The magician laughed and introduced himself as Mr. W. Frinkell. And when the bearded lady asked his real name and offered to feed the birds in his hat, he said, Call me Pips, and we all shook hands and I, who was rehearsed in the art of illusions and sleeves, offered to assist him with his next show. I picked up his tall hat and collected the riches while the handkerchief turned into birds and the stick turned into flowers and the horizon into a sun and the hat into the world. At night, as we walked along the deck, he told the bearded lady, I’ve been around the world, and the sweetest people I’ve ever met are dwarfs and misfits.

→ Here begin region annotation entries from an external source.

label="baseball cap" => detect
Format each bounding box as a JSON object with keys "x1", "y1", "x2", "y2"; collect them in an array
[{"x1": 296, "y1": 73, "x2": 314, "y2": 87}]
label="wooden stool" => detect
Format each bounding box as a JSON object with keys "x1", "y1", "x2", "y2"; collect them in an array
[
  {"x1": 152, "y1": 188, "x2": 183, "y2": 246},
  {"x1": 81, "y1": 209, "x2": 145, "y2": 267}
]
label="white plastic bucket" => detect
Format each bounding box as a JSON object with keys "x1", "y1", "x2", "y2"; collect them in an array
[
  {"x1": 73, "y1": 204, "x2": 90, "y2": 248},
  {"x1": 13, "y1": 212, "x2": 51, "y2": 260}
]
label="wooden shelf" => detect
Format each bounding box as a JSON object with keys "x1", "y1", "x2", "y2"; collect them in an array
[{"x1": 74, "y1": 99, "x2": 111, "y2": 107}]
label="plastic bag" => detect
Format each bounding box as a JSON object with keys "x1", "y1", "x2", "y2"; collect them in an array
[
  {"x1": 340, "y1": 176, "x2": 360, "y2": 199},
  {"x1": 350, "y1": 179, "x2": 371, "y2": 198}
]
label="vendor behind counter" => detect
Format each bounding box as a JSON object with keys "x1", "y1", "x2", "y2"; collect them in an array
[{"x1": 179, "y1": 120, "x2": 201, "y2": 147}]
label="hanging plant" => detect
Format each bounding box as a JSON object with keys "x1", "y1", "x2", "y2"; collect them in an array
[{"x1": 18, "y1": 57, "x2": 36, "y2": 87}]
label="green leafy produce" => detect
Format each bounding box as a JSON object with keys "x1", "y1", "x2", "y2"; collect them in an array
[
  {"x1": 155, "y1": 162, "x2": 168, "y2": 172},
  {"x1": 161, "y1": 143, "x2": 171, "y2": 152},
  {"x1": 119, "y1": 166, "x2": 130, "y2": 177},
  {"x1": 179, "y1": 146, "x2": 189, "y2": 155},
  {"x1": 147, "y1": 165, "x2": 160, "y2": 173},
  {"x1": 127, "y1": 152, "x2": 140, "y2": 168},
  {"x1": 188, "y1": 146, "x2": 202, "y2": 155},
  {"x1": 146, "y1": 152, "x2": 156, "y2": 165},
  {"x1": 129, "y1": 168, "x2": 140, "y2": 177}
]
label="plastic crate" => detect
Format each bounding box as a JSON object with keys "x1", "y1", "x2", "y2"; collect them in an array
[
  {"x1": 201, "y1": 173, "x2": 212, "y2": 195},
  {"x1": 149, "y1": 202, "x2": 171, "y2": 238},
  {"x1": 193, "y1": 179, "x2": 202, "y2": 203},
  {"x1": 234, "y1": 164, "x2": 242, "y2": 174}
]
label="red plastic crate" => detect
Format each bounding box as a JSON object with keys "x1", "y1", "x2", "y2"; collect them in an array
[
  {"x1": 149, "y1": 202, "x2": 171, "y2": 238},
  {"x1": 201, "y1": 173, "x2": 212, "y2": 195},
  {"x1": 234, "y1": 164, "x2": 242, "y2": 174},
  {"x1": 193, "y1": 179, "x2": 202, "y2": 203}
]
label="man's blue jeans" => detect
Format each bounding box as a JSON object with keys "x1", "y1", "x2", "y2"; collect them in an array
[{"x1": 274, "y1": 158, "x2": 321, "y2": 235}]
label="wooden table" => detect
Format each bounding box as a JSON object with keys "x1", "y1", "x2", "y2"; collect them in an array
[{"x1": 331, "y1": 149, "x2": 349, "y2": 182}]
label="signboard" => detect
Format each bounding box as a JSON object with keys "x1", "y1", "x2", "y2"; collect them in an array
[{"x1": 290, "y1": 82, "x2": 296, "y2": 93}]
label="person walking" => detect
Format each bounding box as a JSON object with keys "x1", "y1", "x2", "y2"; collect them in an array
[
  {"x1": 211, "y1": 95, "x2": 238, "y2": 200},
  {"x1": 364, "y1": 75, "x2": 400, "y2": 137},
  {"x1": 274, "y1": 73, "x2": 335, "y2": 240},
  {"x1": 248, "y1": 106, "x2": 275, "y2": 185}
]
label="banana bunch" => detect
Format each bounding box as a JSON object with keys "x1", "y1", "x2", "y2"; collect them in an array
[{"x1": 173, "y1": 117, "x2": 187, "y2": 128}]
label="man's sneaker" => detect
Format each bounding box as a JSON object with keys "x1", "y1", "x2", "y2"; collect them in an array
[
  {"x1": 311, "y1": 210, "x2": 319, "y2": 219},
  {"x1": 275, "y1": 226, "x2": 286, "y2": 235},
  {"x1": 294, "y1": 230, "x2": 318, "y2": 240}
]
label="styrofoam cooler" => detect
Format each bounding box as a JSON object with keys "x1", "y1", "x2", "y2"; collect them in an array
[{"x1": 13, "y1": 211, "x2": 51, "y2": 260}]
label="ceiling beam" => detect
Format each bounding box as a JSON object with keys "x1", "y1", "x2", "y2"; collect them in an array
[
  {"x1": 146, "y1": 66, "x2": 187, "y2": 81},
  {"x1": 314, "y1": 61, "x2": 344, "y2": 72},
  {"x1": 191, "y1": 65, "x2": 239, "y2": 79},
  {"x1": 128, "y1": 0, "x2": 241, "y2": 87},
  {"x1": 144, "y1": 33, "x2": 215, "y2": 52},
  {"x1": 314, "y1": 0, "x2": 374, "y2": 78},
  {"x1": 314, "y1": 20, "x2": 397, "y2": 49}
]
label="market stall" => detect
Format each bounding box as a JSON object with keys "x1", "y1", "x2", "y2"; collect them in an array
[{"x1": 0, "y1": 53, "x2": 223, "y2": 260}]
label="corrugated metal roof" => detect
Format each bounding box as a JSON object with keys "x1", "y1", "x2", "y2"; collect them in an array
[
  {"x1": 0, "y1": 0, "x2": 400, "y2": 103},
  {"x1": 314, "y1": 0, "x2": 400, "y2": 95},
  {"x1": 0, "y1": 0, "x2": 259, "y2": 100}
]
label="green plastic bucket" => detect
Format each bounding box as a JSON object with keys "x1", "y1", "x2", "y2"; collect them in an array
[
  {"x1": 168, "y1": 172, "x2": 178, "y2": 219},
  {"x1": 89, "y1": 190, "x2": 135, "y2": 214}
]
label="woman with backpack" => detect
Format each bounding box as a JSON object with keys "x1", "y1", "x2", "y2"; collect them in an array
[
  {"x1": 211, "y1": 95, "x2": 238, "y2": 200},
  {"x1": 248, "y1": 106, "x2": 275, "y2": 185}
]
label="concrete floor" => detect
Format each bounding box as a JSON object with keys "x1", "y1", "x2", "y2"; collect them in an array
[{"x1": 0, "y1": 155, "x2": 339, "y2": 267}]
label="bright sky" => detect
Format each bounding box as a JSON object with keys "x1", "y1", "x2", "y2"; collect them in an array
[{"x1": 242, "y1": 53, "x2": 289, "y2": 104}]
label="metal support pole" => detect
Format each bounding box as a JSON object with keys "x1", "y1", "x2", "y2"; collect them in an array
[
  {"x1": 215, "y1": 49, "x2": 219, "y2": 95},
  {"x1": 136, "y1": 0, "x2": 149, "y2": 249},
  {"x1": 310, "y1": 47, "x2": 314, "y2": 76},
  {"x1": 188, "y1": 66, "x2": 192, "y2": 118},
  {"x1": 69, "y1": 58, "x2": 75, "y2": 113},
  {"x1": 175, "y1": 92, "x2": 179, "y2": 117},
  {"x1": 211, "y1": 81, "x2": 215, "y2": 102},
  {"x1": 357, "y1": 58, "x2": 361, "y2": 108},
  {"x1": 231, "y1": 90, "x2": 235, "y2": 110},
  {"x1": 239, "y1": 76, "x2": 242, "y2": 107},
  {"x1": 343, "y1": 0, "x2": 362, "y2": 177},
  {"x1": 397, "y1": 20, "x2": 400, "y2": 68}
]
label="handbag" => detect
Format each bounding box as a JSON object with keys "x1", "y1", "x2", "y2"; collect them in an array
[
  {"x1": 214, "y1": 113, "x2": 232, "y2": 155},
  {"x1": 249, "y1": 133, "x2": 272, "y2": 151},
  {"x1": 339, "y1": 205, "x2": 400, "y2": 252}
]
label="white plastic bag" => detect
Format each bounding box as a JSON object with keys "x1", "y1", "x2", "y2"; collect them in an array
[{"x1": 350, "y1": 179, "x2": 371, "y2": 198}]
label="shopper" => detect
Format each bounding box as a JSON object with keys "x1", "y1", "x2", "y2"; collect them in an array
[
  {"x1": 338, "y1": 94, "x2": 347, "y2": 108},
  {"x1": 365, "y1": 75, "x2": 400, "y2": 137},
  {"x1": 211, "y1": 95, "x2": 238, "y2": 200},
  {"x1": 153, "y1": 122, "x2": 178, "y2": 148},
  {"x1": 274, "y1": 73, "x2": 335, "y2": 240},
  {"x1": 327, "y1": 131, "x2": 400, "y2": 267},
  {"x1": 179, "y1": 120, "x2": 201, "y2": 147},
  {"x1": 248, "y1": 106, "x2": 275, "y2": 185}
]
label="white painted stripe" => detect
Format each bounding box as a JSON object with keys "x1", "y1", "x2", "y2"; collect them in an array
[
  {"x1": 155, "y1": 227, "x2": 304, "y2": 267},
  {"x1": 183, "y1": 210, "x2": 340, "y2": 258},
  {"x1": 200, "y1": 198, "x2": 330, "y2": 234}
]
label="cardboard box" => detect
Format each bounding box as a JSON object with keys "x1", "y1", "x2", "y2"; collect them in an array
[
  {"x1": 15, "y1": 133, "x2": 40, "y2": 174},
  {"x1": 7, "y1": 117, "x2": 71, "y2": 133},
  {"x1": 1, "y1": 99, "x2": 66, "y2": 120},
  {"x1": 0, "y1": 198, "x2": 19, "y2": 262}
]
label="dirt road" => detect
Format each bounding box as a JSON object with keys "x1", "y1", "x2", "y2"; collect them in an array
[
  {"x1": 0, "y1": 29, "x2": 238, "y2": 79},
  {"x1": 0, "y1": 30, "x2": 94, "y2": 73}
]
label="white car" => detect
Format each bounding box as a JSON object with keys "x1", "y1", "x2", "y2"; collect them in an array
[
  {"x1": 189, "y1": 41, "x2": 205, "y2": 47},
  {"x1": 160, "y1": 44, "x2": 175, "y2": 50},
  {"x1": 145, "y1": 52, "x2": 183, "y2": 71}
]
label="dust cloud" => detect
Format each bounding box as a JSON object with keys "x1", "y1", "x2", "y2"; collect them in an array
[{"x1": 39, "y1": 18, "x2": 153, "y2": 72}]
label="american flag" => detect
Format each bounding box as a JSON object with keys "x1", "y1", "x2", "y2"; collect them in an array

During the rest of the crossing, I would wake up in the middle of the night and see that the bed I shared with the bearded lady was empty except for me, but I was happy because I knew that Pips would take care of La Dame. He would love having her in his bed as the sea rocked the boat and splashed the deck and the little round windows with water and fish and every other kind of creature that originated from the sea.
Pips decided to travel with us the rest of the way, and when we arrived in the Carnival city the three of us shared small rooms with a communal bathroom. Pips found a few birthday gigs and a restaurant where we performed some nights, but then, suddenly, poverty hit us and hunger surfaced again from beneath our clothing and hats, it settled in our mattresses and covered the tablecloth, and we all went looking for jobs. I wore a turban on my head and a long robe that reached past my feet. I stood on corners while Pips shouted, The Surmise Boy, ladies and gentlemen! He will guess your age and weight and the remaining number of your living years. .
The bearded lady couldn’t find a job because people here want everything to be clear: men are men and women are women and those who are in between are left to the vultures and the crocodiles. We were barely surviving, and one day Pips held me and said, Listen, kid, I have another trick up my sleeve, but you have to help me without our lady knowing. He showed me a book on “spiritism,” as he called it. He flashed the book in front of my eyes. I read the title, The Book of Mediums and the Secret World of Beyond and After. When I tried to grab it, Pips pulled it back and said, You will read it someday.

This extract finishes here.